Here are things you like:

  • The color yellow.
  • School.
  • Black beans, quinoa and salsa and cheese.
  • Any peppermint candy.
  • DC Superheroes. All of them.
  • Writing stories.
  • Playing Barbies.
  • RBG.
  • Meditation.
  • All things gymnastics, especially walking on your hands, standing on your head and attempting flips.
  • Playing instruments.
  • Yoga.
  • Being with your friends.
  • Pooh Bear. (Always.)
  • Super Mario Bros.
  • Math.
  • Art.
  • Poop jokes.

****

As I re-read the old birthday posts – sorry for the few years where I lapsed – I realize that your Papa is right. Some of who we are is nurture; so much of it is nature. You have always been this person.

How that takes shape seems to evolve as you evolve, and getting to be your parent is the greatest honor of my life. But it’s all coming in hot, AG. Homework gets harder. Some kids get meaner. Life is unfair. I’m wholly certain that at one point, sooner than we think, you’ll figure out I’m just making it all up as I go along, too, and we’re all just a little hopeless.

Sorry about that one, too.

Perhaps that’s the thing: It’s all just “forgiveness and…” I’m sorry AND I’ll do better. My apologizes AND how can I make it right? Pardon me AND know I care about you.  Managing our brokenness together is an act of courage in a world that claims to know the right answer for everything.

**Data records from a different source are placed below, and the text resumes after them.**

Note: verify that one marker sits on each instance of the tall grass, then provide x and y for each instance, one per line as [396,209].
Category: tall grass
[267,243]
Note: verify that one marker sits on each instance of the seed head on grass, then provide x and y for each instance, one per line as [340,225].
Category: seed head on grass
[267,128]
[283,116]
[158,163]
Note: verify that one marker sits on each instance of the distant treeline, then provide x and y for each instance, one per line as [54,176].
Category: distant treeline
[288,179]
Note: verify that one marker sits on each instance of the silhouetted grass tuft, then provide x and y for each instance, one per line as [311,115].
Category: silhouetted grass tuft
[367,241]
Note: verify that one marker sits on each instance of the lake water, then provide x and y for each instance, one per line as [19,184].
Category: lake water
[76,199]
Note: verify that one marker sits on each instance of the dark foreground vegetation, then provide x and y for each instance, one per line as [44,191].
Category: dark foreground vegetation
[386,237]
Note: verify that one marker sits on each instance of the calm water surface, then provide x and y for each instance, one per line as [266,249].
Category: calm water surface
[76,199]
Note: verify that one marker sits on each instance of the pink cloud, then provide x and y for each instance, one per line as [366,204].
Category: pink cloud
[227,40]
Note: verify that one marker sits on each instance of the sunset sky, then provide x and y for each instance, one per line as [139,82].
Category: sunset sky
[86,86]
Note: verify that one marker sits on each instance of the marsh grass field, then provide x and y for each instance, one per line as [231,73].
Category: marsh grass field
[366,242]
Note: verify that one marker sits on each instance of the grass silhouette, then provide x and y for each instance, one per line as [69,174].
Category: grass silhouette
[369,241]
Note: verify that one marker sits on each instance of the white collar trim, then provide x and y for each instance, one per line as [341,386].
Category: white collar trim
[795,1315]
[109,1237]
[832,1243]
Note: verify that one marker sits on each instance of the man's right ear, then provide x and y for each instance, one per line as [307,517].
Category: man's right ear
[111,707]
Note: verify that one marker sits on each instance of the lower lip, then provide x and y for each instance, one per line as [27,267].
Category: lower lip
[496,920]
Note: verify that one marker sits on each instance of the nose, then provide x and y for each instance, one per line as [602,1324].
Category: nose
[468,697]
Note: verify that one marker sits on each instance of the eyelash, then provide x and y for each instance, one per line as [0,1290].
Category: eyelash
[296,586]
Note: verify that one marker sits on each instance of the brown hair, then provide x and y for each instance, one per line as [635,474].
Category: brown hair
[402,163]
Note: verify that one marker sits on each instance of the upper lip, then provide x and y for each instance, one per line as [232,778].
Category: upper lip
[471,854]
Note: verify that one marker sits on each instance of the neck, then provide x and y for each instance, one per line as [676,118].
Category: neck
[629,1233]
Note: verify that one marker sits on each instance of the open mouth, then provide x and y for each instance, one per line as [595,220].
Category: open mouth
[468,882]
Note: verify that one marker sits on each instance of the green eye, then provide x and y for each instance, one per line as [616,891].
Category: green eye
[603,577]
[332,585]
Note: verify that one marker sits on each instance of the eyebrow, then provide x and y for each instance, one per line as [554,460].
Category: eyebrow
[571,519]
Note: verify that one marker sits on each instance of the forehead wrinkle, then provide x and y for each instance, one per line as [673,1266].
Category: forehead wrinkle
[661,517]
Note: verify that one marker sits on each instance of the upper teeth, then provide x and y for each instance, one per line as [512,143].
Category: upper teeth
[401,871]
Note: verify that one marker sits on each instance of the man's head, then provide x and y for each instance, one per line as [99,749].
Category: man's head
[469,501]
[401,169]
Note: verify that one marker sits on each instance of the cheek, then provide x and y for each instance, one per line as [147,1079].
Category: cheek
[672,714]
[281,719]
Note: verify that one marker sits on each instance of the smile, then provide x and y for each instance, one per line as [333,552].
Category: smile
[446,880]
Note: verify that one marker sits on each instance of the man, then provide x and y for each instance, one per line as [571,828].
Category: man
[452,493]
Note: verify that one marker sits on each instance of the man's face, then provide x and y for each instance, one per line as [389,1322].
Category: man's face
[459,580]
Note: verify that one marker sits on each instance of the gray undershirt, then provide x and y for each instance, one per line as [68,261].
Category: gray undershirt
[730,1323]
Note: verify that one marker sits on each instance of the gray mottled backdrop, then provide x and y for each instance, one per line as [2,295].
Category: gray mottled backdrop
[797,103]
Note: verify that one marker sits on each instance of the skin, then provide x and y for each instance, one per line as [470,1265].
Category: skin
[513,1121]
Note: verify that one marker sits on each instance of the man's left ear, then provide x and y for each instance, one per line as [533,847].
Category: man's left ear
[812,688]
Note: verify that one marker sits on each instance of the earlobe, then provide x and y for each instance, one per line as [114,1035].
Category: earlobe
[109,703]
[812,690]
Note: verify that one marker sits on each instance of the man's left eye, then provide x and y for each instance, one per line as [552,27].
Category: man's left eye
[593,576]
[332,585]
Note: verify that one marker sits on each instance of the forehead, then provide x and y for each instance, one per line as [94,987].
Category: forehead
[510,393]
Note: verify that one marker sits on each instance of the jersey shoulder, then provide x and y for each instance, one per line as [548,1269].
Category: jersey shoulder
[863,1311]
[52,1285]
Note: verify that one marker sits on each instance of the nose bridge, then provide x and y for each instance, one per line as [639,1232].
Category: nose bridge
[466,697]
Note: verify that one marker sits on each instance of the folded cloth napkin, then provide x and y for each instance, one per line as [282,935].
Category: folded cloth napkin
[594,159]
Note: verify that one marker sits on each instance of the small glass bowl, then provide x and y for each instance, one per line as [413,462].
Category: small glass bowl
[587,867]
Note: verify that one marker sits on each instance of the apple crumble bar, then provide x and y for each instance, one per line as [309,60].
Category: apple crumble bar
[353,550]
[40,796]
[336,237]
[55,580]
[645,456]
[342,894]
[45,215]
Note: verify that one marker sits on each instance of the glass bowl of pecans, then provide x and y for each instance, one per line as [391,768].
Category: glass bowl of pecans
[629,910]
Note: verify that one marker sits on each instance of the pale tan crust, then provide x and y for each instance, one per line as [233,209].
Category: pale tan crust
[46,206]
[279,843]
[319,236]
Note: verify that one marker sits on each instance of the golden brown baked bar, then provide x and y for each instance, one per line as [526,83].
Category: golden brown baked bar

The older I get, the more I understand how little I know. And on the days where I’m feeling particularly chuffed, it’s because I succeeded in not making the world worse off than I found it that morning. This is all very simple in the end, but along the way our little monkey brains insist on making it be about status or power or having the last word or any number of things people use to pretend they’re OK when they’re not.

So while the problems are gonna feel bigger, maybe it really is as simple as taking a nap and forgiveness. Forgiveness for others sure, but mostly for yourself.

You are my very favorite girl. I’m so glad I’m your mom.